NV40: Surprise, disappointment, or just what you expected?

Joe DeFuria said:
radar1200gs said:
You evidently, since your argument is comsumers will ignore a budget 6800 because of power consumption, heat and useless features. I would suggest history does not back your assertions up.

Um, where did I say consumers will ignore a budget 6800?!

Joe DeFuria said:
Chalnoth said:
I definitely expect that at the very least, the NV4x parts for the mid-low range of the market will be the parts to buy this fall.

I would have to disagree.

From what we can tell, nvidia has basically achieved "parity" with the R3xx core, in terms of performance and bandwidth utilization (Pipe per pipe, and clock for clock.)

That is, a 4 pipe NV4x at say 300 Mhz, would about equal the performance of a 4 pipe RV3x at 300 Mhz, given the same memory bandwidth.

However, it also appears (can't tell for sure yet) that it has taken nVidia more transistors to do this, and more power consumption. To be frank, having support for SM 3, as little as it may possibly mean in the high end, means almost zero in the low end, AFAIC.
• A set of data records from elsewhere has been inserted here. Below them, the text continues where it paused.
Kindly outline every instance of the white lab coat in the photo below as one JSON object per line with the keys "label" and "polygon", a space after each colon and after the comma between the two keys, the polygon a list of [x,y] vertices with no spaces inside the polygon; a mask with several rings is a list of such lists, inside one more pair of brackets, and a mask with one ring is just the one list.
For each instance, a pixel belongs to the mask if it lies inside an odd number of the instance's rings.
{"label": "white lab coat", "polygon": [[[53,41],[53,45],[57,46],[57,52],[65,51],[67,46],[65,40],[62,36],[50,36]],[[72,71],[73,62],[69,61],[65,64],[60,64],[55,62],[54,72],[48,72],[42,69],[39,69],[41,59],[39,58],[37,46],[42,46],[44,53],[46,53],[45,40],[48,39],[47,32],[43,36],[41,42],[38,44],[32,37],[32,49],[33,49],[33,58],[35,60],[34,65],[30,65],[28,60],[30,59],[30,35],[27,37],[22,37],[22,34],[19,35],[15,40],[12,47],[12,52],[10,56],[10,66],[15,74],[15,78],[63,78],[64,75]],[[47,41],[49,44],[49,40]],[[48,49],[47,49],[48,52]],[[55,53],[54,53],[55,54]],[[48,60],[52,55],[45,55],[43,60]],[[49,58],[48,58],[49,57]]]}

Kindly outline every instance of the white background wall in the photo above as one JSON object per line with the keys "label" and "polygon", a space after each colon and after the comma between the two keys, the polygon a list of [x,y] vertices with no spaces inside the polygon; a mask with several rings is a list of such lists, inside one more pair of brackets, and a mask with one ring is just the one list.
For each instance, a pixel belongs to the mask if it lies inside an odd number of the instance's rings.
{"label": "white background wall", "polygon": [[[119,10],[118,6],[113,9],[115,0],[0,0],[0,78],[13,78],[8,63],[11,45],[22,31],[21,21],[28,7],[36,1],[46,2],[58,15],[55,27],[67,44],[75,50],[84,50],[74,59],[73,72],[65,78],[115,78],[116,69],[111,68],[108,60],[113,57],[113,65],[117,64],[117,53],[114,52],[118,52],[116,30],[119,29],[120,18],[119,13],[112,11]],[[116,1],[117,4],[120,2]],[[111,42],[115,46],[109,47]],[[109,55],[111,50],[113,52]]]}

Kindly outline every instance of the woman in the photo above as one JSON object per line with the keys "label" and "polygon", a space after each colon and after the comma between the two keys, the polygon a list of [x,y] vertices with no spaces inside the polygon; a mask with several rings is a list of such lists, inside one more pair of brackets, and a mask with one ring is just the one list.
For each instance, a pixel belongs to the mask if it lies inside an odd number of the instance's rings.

In the lower end space, cost is obviously key.

So I see two advantages for ATI here:

1) ATI appears, with 4 pipe R3xx core, to have a cost/performance advantage over an nVidia 4 pipe variant of NV40 core.

2) ATI may have access to a more cost effective process to boot. (ATI will be using 0.11 for their coming low end RV370...I don't think nVidia has 0.11 in the cards for at least a few quarters yet.)
 
Ummm...right.

Chalnoth insists that the budget 6800 would be "the" parts to buy, and that the market would go "hands down" to nvidia.

I disagreed.

so, um, Where again did I say consumers would "ignore" a low end 6800? And didn't I in fact say that I felt there would be good competition, but I thought ATI had the "edge?"

Oh, yes, I did:

In a previous post in this thread said:
I think it will be a battle in both areas, and I believe ATI will have the edge in both as well. Not "hands down" to ATI...but certainly not hands-down to nVidia.
 
Joe DeFuria said:
To be frank, having support for SM 3, as little as it may possibly mean in the high end, means almost zero in the low end, AFAIC.

Looking at the FX 5200, it's was actually the direct opposite with regards to the high end and low end and features. Although there it was DX8 vs DX9 which is course makes it a bit different.

And of course, "as little as it may possibly mean" is your opinion :)
 
Joe DeFuria said:
Chalnoth said:
And why would you think that ATI would be the only one to drop to .11 micron?
This spring? Because ATI said in their last conference call that their spring line up would include a 0.11u part.
No, late this year (hopefully in the fall).

I think it will be a battle in both areas, and I believe ATI will have the edge in both as well. Not "hands down" to ATI...but certainly not hands-down to nVidia.
I really don't think so. It seems to me that the NV4x core has a significant advantage over the R3xx core (for the number of pipes and frequency), and given that ATI Probably will not release a R4xx core for the mid-low range until next year, nVidia will have a significant advantage here.

Note that I expect performance to be roughly similar for most current titles (given that the limits will be mostly bandwidth/fillrate related), but they should pull ahead in titles released this year (titles that are more shader-heavy). How much will they pull ahead by? Well, that depends. Remember that the NV40 has been shown to be more shader-efficient than the R3xx core on immature drivers. If nVidia can get a much better driver compiler by the fall, the NV4x's shader throughput might increase by 50%, giving these cards a huge advantage.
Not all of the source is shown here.